Regina, Canada July 16th 2005
Perhaps it was a case of third time lucky, or maybe it came about through the sheer determination of one Pat Middleton, the lady who runs the Regina Symphony Orchestra.
Whatever, or whoever, it was that made it happen, the important thing is that the Scottish Fiddle Orchestra, in its silver anniversary season, finally played a concert in Regina, after twice passing us by on earlier Canadian tours.
Needless to say it went over big.
An entourage of some 60 performers, ages ranging from 20 to 80, and playing mostly the violin, but assorted other instruments as well, thrilled the audience at the Centre of the Arts the other night. (This was music to the ears of the aforementioned Middleton, since the show was part of the RSO’s ongoing fundraising efforts).
The occasion was celebratory, the mood was festive, the place was packed. One dedicated follower, we’re told, coming all the way from Iowa.
What it amounted to was along, three-hour party, minus an intermission – excuse me – “interval” for the purpose of selling the CD. And if, as one patron suggested afterwards, might’ve served a better, higher, purpose as an antidote to the mid-winter blues, there’s nothing wrong in having it in summer time either.
The show was up-tempo and upbeat, with just the right mix of the slower stuff to provide a poignant contrast to the energetic flings, jigs and reels; change of pace is never a bad idea. Either way the atmosphere was predominantly sentimental and nostalgic, and the range of the material was only rivalled by the variety of colours in the plaid skirt (ladies) and kilts (gentlemen) worn by the musicians.
The orchestra is conducted on this tour by Andrew McGarva, who has a stage presence which matches, arguably surpasses, that of even the RSO’s Victor Sawa; high praise indeed.

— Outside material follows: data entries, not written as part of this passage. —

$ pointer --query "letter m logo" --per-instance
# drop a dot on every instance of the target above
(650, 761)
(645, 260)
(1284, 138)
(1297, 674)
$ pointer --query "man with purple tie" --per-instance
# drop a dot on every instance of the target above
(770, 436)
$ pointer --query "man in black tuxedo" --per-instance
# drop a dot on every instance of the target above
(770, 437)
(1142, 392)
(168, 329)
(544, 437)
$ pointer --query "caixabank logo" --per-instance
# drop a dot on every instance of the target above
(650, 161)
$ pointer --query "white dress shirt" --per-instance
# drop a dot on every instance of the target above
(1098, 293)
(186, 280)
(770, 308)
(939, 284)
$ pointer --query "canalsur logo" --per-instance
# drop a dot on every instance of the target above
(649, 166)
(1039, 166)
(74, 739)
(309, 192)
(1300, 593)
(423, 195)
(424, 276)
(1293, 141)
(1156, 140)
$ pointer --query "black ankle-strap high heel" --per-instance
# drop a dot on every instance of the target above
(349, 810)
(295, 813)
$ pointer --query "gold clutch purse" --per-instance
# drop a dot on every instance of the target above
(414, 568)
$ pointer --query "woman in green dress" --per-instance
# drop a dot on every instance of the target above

Beginning with a song called “Jubilee” composed by Musical Director John mason, as a salute to its 25th anniversary, the orchestra offered pieces as diverse as a baroque number which sounded like something Vivaldi might have written had he been born a Celt; to the obligatory “Devil in the Kitchen” and later a kick-out the jams “Dancing Priest” in the memory of an Irish Cleric who died recently of cancer.
One of the shows main highlights was a song called simply “Kate”, composed by McGarva himself on the occasion of his daughter’s birth. (She is now two years old, and has come along on this tour, strictly for the ride this time, but that could change, and most likely will, somewhere down the road).
The concert included guest appearances by two vocalists, tenor Dennis Haggerty, and mezzo-soprano Colette Ruddy, who sang solos and a duet.
There was a piper of course, and also a master of ceremonies who told jokes that were naughty but not offensive, at least not to me. At one point, seven of the male musicians stepped into the spotlight to sing several tunes under the collective identity of the SFO Glee Club. Some of their colleagues then left the stage and went into the auditorium where they were joined in the dancing by people from the audience.
The concert ended in the only way it could, with the spectators rising, crossing their arms, clasping hands with their neighbours, and joining the performers in “Auld Lang Syne” after which the orchestra politely played the audience out of the building and into the night.